Right out of college, many students have roommates. Most students dont start buying a house till they have paid their loans, typically 10 years after graduation.
Thy dont statically remain at entry level pay
Typically, 5 years out, either their salary has improved or they move on.

Thanks @ucbalumnus : I didn’t realize that there literally was over a hundred thousand biology graduates a year ( and roughly 17000 students enrolled in DO or Med School… So, about 90,000 looking for a job with similar qualifications.)

I know quite a few people who got their undergraduate degrees in Biology (20 years out of undergrad) and almost all have supplemented that degree with more training or degrees (Hospital Administration, nursing, Physician Assistants, Nursing Assistants, grad degrees in biology disciplines, and grad degrees in education that teach). So I don’t know many who did not get more education after receiving a Biology degree, but there are a few that didn’t. One went into Pharmaceutical sales and makes pretty good money (6 figures looking at lifestyle), another has worked in labs their entire career (not making big money but seems pretty happy), and another teaches (1st year teacher with bachelors makes about 41K in my area and she would be making low to mid 60K at the 20 year mark of her career, but has been able to spend a lot of time with her kids growing up along with having a great retirement package set up). The OPs header question spoke of the medical field in general and the question in the thread spoke of being a doctor specifically. There are so many jobs in the medical field along with other fields to look at that would bring a comfortable living, but they may just need more education just like getting a MD would.

@MYOS1634:
If an accounting grad makes $43K right out of college and a biology grad makes $33K, then which is going to be able to pay off that loan faster, save up for a down payment faster, save up money for an advanced degree faster, start saving up for retirement sooner or just have more discretionary income and a better lifestyle?

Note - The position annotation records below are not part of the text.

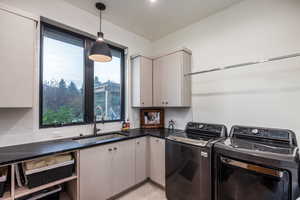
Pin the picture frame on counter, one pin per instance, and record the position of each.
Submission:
(152, 118)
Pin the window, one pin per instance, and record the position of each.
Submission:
(73, 89)
(107, 88)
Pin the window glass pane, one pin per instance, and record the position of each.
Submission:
(63, 66)
(107, 88)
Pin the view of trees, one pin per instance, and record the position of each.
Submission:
(62, 103)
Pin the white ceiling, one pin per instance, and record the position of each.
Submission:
(154, 20)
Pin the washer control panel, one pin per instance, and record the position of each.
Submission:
(196, 127)
(263, 133)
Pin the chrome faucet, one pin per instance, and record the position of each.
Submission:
(96, 130)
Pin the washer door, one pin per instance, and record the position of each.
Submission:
(241, 180)
(183, 171)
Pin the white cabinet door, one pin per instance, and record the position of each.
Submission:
(171, 87)
(146, 82)
(157, 160)
(140, 160)
(96, 173)
(123, 166)
(142, 92)
(17, 60)
(171, 67)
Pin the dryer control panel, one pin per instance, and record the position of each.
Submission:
(280, 135)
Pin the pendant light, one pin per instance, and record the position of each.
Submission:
(100, 51)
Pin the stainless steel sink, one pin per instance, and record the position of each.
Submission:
(99, 138)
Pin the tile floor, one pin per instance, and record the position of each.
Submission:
(147, 191)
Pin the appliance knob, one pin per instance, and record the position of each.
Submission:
(255, 131)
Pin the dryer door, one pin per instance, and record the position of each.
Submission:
(241, 180)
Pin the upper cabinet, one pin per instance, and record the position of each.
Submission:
(161, 82)
(17, 59)
(141, 81)
(171, 88)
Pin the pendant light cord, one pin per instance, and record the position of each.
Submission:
(100, 19)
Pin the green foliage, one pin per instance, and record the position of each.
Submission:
(62, 103)
(63, 115)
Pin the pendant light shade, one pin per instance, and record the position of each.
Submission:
(100, 51)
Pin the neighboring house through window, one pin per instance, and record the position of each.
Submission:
(74, 89)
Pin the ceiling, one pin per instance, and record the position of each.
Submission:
(154, 20)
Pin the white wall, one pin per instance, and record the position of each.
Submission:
(265, 95)
(21, 125)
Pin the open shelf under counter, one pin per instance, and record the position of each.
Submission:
(23, 191)
(6, 196)
(64, 196)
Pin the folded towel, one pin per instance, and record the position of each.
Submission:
(47, 161)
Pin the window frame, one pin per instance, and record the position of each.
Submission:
(88, 78)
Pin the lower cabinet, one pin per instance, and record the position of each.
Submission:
(106, 170)
(157, 160)
(141, 160)
(110, 169)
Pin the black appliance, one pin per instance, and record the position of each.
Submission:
(188, 161)
(257, 163)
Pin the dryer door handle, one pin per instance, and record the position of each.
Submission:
(251, 167)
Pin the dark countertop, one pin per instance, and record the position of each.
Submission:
(17, 153)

Yes, I had pointed out (#45) that there are ~60,000 biology grads and a similar number in other biology-related fields.

@ChangeTheGame:
The BS Biology is useless for getting a good job in the medical field. Almost all would need to get an advanced degree or a vocational, AA degree w/certifications.

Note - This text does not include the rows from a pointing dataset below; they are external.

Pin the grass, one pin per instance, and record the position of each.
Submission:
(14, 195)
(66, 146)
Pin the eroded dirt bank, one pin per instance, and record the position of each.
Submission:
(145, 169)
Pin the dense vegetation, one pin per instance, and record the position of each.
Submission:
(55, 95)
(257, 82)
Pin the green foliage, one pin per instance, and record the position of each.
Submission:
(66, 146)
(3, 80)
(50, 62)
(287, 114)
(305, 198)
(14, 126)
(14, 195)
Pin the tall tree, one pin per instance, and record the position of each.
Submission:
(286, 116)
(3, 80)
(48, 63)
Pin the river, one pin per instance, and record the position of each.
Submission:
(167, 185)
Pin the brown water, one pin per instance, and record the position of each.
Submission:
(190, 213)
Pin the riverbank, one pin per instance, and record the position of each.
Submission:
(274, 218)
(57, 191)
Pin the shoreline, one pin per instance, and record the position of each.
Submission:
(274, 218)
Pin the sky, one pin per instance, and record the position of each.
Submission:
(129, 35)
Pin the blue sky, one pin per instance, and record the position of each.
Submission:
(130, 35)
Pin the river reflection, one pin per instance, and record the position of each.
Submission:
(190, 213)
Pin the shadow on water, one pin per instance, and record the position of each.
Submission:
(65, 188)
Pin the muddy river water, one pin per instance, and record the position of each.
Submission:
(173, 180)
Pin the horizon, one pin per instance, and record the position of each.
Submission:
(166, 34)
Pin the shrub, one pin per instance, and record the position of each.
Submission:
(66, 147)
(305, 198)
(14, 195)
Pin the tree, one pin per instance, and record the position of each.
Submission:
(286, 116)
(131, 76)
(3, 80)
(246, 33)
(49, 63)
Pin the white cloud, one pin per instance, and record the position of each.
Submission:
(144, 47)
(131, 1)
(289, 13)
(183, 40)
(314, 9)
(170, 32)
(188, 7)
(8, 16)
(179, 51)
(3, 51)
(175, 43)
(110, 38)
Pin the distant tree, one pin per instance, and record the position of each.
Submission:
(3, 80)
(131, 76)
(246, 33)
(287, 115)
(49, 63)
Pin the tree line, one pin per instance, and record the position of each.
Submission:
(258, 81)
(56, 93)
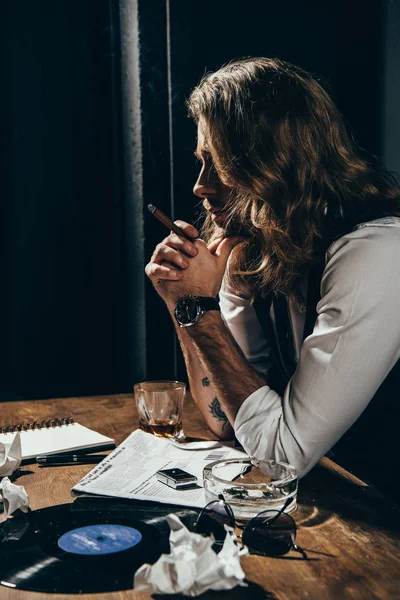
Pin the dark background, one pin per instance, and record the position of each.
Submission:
(95, 128)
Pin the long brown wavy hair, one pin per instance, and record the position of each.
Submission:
(298, 180)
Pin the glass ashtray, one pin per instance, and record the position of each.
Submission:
(250, 485)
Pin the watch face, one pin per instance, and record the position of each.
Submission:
(187, 310)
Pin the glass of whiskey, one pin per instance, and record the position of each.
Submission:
(159, 407)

Some will say that “sales is sales” implying that a good salesman can sell anything, maybe even pharmaceuticals, so your $100,000 salesman with a biology degree isn’t a helpful data point.

Then we have teaching, which everyone has already thought of anyway, which is not known to be very lucrative, doesn’t need a biology degree specifically and probably requires some education beyond a bachelor’s.

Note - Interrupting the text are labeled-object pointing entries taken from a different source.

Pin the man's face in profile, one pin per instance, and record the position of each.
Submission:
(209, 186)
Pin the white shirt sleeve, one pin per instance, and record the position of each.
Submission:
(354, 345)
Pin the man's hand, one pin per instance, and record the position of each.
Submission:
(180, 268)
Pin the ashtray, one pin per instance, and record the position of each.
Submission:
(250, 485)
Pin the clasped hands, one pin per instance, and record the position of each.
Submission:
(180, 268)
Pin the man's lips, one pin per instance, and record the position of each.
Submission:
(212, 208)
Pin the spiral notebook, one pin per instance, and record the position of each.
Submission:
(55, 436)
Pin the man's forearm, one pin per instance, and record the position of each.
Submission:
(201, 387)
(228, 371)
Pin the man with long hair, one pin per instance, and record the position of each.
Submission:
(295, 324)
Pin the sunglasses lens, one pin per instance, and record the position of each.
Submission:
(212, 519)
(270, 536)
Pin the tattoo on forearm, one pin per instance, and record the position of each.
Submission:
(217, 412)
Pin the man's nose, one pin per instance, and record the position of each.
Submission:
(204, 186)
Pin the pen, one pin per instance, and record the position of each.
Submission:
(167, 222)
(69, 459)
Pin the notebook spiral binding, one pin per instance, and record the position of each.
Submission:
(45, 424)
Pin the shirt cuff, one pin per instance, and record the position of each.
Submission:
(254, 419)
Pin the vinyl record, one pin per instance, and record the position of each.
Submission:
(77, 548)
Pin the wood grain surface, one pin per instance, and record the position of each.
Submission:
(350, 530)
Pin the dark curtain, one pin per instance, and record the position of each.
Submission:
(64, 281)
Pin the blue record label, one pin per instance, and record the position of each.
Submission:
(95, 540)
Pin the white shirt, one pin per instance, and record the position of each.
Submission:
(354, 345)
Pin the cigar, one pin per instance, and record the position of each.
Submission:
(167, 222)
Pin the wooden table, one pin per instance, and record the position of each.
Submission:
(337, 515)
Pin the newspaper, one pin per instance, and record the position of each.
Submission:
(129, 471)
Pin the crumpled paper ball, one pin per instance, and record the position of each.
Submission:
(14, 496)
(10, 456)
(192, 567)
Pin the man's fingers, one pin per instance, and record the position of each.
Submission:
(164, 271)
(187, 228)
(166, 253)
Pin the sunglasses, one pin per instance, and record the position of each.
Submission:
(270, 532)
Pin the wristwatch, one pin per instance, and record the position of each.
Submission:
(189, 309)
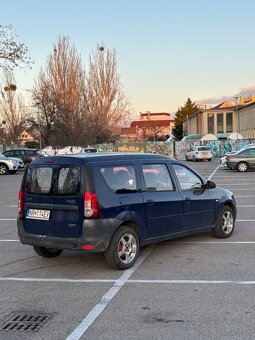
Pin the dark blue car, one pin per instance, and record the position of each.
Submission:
(115, 203)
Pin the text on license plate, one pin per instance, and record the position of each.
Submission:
(38, 214)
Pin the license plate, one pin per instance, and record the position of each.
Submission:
(38, 214)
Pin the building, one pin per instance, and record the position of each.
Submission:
(223, 119)
(246, 116)
(150, 126)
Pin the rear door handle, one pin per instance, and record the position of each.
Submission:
(149, 202)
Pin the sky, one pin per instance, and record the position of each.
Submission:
(167, 51)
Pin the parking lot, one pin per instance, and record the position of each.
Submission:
(196, 287)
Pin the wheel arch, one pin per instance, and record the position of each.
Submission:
(131, 224)
(232, 206)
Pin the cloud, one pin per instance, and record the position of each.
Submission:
(243, 91)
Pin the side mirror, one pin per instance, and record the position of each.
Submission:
(210, 185)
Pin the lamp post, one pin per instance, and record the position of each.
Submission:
(39, 124)
(238, 122)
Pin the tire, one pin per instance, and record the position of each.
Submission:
(225, 223)
(242, 166)
(47, 252)
(116, 256)
(3, 169)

And then we have the ‘lab jobs,’ which don’t make the big money, no matter how long or diligently you toil at them.

Now is the biology degree useless outside the fields mentioned above? About the best we can say is that it doesn’t seem to help any more than any other bachelor’s level degree, yet it seems to fare much worse than some others.

@DTBTSE I am not in any “camp” on the worth of a Biology degree, but was just stating what I have seen which is about 90% of my Biology degree friend group got some sort of advanced degree. My own mentor told me a long time ago (late 90’s) that all college degrees besides a few (Engineering, Accounting/Finance/Business Administration, and Computer Science) would be more like high school degrees from 50 years ago, and that most to all other majors would need advanced degrees to have the same earning potential and match what a BA or BS degree could do when he came out of college in the mid 70’s. I am sure that there are other high paying degrees out there, but I agree that most BA and BS degrees are losing the battle against inflationary pressures.

@ChangeTheGame:
I was mostly agreeing with your observations, just elaborating a little on their implications.

This interactive graph is interesting…
https://www.npr.org/sections/money/2014/05/09/310114739/whats-your-major-four-decades-of-college-degrees-in-1-graph

For whatever reason, there was a notable increase in the number of business graduates in the late 70s, both by percentage of grads and in sheer numbers. My theory is that business grads prefer to hire other business grads and tend to look at other grads as either trained for work (computer sci, engineering) or not trained (almost all other majors.)

The only way up for most others is either to aim for professional school or to get trained and licensed in a trade or guild, and hope that your trade doesn’t get outsourced, off-shored or automated (by the business grads?)

As an alternative, maybe most college students should be majoring in business and minoring in the other subjects.

@MYOS1634:
" It depends, but generally not. Those are two very different paths.
For example, unless an Accounting major double majored in History, English, or Philosophy, they’d be highly unlikely to have the courses and internships for a professional writing job. "

Accountant writes book:
https://www.theguardian.com/books/2013/nov/19/first-novel-witches-sally-green-publishers-snap-up

My biology major daughter was offered a job doing some type of biology research editing. She turned it down… but it was a job… in biology. The salary wasn’t high but it was enough to live in an east coast city with a roommate.

I do agree that most biology majors continue with their schooling.